The Command works fine on Remote server and gives expected output from Kubectl cluser.

When Nagios server tries to run this script on Remote server using check_nrpe plugin, it fails and give me NRPE Unable to read output error''

Note : NAgios user on Remote server has sudo permissions.

@ericloyd @sawolf Can you guys please help me here

sawolf commented 4 years ago

The "Unable to read output" message usually occurs because the plugin didn't return any output after running. I would recommend spending some time debugging the plugin that you're using to figure out when/why it's not returning anything.
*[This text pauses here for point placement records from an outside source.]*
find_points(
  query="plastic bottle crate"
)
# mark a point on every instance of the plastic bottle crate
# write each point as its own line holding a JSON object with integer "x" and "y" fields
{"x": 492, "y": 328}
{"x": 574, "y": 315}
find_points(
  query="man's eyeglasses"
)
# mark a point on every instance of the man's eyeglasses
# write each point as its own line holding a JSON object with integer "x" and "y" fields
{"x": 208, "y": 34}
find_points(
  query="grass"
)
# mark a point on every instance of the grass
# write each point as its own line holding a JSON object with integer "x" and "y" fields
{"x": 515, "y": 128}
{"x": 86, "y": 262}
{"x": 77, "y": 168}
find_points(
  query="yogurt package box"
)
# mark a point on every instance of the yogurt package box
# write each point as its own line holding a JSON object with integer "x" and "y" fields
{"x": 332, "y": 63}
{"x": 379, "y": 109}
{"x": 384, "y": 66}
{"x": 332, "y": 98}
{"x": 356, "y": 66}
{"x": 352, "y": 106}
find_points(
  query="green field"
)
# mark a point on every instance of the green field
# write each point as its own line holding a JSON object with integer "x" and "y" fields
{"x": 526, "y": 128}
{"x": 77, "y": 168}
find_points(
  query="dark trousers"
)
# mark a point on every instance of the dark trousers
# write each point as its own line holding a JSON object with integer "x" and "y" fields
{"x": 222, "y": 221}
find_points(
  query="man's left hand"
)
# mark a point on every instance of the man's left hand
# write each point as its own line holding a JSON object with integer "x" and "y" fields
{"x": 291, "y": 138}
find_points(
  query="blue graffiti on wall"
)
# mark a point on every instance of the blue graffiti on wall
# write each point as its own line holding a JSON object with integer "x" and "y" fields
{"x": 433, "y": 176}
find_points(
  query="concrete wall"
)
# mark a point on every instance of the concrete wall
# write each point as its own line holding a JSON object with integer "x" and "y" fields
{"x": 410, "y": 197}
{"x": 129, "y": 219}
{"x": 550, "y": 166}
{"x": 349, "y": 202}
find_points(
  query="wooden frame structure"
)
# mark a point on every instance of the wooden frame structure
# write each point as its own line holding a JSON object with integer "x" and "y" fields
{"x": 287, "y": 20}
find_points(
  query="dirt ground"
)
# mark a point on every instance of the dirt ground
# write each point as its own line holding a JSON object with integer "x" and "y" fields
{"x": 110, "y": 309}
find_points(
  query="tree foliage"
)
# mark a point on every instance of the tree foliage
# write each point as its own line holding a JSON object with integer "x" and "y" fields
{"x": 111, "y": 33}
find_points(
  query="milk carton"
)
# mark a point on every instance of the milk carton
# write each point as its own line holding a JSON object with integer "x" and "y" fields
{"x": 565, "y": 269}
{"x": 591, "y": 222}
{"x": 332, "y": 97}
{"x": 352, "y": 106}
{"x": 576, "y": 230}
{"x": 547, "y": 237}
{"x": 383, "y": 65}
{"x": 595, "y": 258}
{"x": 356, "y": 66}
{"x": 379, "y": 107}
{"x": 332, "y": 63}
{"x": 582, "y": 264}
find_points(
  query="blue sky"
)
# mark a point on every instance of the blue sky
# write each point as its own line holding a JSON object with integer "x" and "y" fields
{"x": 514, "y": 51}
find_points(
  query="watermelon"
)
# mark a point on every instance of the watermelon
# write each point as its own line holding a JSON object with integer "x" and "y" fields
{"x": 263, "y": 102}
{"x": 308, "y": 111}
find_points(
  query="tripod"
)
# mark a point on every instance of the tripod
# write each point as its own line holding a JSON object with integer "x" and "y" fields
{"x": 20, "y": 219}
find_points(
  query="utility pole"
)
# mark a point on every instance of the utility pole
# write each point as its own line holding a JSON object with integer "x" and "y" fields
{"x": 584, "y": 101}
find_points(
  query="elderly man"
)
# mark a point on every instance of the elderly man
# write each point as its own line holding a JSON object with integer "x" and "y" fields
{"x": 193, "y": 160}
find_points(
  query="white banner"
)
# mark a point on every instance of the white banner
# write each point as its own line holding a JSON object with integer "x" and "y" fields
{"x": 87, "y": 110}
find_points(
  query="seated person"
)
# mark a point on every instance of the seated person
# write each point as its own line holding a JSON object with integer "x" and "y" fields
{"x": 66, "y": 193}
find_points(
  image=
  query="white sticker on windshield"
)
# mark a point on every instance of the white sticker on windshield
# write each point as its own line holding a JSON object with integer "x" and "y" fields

I don't suspect an issue with the NRPE code at this point.

If you need further assistance, I would recommend using the Community Support Forums, or one of the customer forums if you're paying for support.

rosri1992 commented 4 years ago

Hi,

@sawolf Please can you check the finding which I mentioned below.

Till yesterday, I was passing parameters to the command definition in nrpe.cfg in Remote server which is below:

"command[check_pod_cjoc]=/usr/local/nagios/libexec/check_pods.sh -k /.kube/config -n cloudbees-core "

When I try from Nagios server, I was getting this error "NRPE: Unable to read output" which is below:

[nagios@nagioserver nagios]$ /usr/local/nagios/libexec/check_nrpe -H Remote-Server -c check_pod_cjoc NRPE: Unable to read output

Today I tried something different. I tried passing the parameters as arguments in nrpe.cfg file in remote server which is below:

"command[check_pod]=/usr/local/nagios/libexec/check_test.sh -k $ARG1$ -n $ARG2$"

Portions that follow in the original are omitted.